0

I am using grep and grepl to search through a character variable and create simplified levels.

I have tried to get the results in a dataframe. I have also tried using if and else if statements and just designating the variables. I have attached this code and the for if statement does not run.

for(i in 1:length(D$ID)){
if(grepl("Bachelor",  D$NDEGREE)[i]){D$NDegree[i] <- "Bachelors"}
else if(grepl("BS", D$NDEGREE)[i]){D$NDegree[i] <- "Bachelors"}
else if (grepl("Master", D$NDEGREE)[i]){D$NDegree[i] <- "Masters"}
else if(grepl("Doctor", D$NDEGREE)[i]){D$NDegree[i] <- "Doctors"}
else(D$NDegree[i] <- D$NDEGREE[i])}

Bachelors <-  D[grep("Bachelor", D$NDEGREE),]
BS <-  D[grep("BS", D$NDEGREE),]
Masters <- D[grep("Master", D$NDEGREE),]
Doctors <- D[grep("Doctor", D$NDEGREE),]

EDIT: I also tried

D$NDEGREE <- gsub("Bachelor", "Bachelors", D$NDEGREE)
D$NDEGREE <- gsub("BS", "Bachelors", D$NDEGREE)
D$NDEGREE <- gsub("Master", "Masters", D$NDEGREE)
D$NDEGREE <- gsub("Doctor", "Doctors", D$NDEGREE)

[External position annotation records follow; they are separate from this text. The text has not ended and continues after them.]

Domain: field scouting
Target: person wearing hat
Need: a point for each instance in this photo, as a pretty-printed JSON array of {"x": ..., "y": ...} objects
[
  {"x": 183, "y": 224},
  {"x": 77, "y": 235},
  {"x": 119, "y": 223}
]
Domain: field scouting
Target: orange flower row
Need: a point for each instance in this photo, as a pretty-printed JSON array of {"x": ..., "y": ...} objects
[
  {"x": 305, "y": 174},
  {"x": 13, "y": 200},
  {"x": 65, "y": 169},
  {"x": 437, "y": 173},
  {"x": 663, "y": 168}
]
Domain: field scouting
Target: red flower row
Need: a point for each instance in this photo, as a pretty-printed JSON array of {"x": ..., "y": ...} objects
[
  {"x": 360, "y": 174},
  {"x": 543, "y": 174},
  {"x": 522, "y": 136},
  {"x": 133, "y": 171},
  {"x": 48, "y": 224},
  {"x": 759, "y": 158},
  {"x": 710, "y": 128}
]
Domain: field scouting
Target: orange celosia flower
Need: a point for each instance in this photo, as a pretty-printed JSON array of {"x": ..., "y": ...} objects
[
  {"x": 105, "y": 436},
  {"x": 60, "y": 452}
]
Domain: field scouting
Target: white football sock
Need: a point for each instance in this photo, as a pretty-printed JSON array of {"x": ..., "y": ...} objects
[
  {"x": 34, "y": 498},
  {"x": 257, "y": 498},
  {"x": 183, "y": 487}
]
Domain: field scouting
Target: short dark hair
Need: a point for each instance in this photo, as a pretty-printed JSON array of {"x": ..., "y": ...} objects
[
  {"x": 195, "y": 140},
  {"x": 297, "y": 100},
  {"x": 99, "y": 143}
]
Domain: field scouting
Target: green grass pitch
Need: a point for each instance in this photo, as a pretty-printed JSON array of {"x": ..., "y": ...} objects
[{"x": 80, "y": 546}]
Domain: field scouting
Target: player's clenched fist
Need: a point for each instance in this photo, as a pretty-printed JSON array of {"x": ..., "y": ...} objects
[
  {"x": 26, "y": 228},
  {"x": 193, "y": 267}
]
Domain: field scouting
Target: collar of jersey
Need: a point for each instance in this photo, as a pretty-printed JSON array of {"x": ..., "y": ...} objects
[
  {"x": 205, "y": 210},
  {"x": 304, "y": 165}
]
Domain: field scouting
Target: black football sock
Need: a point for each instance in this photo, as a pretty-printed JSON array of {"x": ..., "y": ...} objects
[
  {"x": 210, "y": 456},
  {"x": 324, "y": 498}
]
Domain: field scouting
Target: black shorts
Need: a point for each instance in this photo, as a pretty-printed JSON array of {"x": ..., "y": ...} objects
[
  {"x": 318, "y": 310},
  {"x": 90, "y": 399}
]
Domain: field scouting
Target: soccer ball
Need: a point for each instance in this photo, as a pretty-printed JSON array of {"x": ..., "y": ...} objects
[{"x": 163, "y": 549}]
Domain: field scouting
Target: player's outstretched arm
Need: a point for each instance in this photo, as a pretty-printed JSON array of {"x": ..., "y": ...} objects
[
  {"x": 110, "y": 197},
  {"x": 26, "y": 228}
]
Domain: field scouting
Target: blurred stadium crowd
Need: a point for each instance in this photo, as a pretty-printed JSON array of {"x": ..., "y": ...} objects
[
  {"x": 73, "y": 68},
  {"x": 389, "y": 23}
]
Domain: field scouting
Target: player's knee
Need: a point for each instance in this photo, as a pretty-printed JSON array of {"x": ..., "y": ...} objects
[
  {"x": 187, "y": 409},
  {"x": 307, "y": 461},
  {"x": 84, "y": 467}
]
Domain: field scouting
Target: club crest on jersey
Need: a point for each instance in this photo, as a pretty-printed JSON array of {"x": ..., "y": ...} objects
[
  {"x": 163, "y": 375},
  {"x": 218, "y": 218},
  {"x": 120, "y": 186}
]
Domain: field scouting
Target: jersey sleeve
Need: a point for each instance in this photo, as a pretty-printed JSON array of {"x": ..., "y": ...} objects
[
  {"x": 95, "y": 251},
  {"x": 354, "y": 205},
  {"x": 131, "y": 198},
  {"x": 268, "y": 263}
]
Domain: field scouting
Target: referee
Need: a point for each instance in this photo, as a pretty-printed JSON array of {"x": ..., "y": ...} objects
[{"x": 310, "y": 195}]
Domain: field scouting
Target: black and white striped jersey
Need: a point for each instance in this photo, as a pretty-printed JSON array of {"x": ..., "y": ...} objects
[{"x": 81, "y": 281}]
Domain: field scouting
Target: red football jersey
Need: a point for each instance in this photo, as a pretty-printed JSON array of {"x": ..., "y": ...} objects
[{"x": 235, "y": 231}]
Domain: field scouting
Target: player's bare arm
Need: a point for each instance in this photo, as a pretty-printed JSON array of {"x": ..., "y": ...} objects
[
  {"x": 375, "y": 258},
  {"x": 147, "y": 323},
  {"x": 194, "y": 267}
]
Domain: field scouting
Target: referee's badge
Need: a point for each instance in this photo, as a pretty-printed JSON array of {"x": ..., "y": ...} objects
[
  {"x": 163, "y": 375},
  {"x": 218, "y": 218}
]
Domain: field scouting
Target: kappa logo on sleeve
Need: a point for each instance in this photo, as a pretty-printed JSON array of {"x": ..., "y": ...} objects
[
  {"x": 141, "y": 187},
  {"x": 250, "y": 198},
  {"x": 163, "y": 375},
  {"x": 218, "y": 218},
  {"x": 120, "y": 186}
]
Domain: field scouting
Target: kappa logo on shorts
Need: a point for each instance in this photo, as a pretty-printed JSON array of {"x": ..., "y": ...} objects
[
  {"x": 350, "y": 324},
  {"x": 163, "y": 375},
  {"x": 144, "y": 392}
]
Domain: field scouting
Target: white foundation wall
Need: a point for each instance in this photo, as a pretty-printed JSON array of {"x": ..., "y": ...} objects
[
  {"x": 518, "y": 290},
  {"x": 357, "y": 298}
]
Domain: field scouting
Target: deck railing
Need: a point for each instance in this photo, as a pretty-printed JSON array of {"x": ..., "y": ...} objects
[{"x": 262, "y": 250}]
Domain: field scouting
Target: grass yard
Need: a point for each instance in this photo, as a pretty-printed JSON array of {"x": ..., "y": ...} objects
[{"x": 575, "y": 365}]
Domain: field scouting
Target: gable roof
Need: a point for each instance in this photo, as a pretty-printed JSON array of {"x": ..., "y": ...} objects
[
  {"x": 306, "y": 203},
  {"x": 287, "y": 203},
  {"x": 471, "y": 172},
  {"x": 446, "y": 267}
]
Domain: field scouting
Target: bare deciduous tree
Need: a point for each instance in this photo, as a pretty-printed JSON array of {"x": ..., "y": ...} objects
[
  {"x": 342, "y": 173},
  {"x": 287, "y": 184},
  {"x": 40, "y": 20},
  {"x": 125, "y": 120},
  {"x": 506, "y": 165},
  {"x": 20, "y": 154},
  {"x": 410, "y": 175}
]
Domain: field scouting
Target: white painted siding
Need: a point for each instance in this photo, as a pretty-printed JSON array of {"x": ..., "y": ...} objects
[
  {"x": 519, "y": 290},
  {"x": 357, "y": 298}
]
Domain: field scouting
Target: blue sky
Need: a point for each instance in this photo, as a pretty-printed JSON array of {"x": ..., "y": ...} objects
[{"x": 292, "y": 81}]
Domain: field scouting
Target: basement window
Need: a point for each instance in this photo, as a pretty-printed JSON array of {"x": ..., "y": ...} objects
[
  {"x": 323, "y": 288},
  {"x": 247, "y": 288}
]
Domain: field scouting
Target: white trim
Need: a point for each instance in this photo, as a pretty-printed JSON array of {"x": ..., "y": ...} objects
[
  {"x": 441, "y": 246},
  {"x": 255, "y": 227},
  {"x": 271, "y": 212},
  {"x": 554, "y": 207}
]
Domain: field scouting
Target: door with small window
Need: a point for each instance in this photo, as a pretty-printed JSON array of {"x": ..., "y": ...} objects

This just runs through but nothing happens. The for if statement doesnt work. it just keeps running indefinitely.

NFerrari
  • 1
  • 1
  • 1
    When asking for help, you should include a simple [reproducible example](https://stackoverflow.com/questions/5963269/how-to-make-a-great-r-reproducible-example) with sample input and desired output that can be used to test and verify possible solutions. – MrFlick Jun 10 '19 at 04:00
  • 1
    I think a better option is to create a key/val dataset and do a fuzzy join `keyval <- data.frame(NDegree = c("Bachelor", "BS", "Master", "Doctor"), val = c("Bachelors", "Bachelors", "Masters", "Doctors"), stringsAsFactors = FALSE); library(fuzzyjoin);regex_left_join(D, keyval, by = "NDegree")` – akrun Jun 10 '19 at 04:15
  • If you find that you're doing the same thing over and over again, it might be time to write a function that does that and `Map` it to your columns. – NelsonGon Jun 10 '19 at 05:15

2 Answers2

1

You do not have to for-loop over a column in R. Just use vectorized operations. This is an operation that applies a function to a whole vector. Use the gsub function to recode values.

df <- data.frame(
  NDEGREE =c("Bachelor", "Master", "Doctor", "BS"),
  Value = c(1,1,1,1)
)


df$NDEGREE <- gsub("Bachelor", "Bachelors", df$NDEGREE)
df$NDEGREE <- gsub("BS", "Bachelors", df$NDEGREE)
df$NDEGREE <- gsub("Master", "Masters", df$NDEGREE)
df$NDEGREE <- gsub("Doctor", "Doctors", df$NDEGREE)


Bachelors <- df[grep("Bachelors", df$NDEGREE),]
Doctors <- df[grep("Doctors", df$NDEGREE),]
Masters <- df[grep("Masters", df$NDEGREE),]
DSGym
  • 2,807
  • 1
  • 6
  • 18
1

An easier option (if there are many values) would be to create a key/val dataset and then do a fuzzy join

library(fuzzyjoin)
regex_left_join(D, keyval, by = "NDegree")

data

keyval <- data.frame(NDegree = c("Bachelor", "BS", "Master", "Doctor"), 
    val = c("Bachelors", "Bachelors", "Masters", "Doctors"), 
          stringsAsFactors = FALSE);
akrun
  • 874,273
  • 37
  • 540
  • 662